The main reason we don't is because the people in charge of this county are all bad at math - except where calculating their commissions is concerned, of course, then, they are all rocket scientists - and lacking imagination.
[Which could bring us back to the need for auditors, if we cared to go there - but we won't.]
The California government's EBT program offers something similar to this - but their "bucks" are only good at the local farmer's market. I don't think there are any mechanisms in place to stop counterfeiting. Not all farmers are entirely comfortable with the system - they tolerate it only because it increases their sales, marginally.
Creating a local currency isn't a new idea. Teachers have been trying to teach children about money, and running businesses, and understanding value as distinct from currency, and balancing books, since the pencil was invented - maybe before. This would just be a 21st century update to an old idea.

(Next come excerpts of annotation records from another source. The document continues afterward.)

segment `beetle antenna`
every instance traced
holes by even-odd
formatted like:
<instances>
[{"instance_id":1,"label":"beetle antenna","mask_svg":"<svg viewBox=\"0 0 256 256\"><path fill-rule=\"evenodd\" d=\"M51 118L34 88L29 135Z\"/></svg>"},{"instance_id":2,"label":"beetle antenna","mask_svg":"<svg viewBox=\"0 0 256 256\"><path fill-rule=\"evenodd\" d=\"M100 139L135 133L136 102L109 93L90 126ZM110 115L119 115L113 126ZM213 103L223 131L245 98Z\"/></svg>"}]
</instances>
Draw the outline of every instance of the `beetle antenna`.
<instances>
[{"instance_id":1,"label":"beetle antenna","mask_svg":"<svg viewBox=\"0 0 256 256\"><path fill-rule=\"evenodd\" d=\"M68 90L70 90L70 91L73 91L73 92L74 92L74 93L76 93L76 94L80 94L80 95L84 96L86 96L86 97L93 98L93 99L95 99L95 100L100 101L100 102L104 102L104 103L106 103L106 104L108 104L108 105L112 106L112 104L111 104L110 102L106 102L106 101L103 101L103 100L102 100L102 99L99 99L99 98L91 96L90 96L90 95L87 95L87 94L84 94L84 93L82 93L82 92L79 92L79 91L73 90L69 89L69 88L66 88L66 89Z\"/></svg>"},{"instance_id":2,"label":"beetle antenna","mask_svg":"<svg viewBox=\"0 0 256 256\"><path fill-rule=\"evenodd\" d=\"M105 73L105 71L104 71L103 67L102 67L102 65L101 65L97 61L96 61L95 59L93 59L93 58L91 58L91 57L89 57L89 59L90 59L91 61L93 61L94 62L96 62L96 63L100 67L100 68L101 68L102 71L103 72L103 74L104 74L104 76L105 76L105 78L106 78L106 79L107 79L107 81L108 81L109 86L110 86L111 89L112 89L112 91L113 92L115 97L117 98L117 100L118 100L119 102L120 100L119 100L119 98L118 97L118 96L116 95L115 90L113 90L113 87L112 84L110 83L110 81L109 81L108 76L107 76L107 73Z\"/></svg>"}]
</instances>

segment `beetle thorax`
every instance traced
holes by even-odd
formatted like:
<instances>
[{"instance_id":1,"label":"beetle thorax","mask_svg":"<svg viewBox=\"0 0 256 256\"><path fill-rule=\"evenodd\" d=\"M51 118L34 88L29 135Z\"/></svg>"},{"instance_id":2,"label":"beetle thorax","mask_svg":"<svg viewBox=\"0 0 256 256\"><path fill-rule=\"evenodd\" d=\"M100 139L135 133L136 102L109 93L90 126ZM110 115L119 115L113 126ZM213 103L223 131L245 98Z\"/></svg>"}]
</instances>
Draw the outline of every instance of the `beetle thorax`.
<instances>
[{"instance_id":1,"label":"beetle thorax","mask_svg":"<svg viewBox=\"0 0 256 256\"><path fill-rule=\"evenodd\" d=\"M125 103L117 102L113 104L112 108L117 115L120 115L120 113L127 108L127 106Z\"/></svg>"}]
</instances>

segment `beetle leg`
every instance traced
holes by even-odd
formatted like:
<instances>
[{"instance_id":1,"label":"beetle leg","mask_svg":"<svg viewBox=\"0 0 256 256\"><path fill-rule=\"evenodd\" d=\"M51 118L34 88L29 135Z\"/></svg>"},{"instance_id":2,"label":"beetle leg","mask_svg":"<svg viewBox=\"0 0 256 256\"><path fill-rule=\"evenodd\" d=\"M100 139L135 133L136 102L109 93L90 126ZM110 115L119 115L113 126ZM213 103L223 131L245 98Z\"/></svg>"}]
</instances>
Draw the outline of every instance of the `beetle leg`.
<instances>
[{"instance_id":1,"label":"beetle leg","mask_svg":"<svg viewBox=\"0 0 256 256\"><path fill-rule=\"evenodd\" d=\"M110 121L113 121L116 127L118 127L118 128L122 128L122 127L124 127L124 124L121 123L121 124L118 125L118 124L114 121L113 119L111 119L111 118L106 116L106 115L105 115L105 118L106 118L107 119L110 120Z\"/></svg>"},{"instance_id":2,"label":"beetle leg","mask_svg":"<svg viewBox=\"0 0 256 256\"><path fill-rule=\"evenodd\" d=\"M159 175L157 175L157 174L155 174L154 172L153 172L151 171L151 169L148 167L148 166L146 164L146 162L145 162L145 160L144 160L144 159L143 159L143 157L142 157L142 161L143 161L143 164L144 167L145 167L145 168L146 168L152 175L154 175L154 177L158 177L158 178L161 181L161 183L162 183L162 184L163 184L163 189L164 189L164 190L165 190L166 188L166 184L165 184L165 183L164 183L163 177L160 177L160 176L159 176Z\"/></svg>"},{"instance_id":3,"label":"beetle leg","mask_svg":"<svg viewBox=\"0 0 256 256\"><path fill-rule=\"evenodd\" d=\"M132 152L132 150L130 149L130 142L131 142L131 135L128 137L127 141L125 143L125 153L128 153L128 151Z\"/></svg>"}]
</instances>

You're probably wondering: Why doesn't the United States Government use encryption in the serial numbers of its currency?
My best guess is, they probably do - but it's probably embedded in an entirely different serial number, that is embedded in a metal strip, or in some dots hidden in the printing, etc, etc.
My sense is that TPTB don't want to confuse poor, stupid Americans with serial numbers that are not decimal-based, lest we be driven mad, and riot.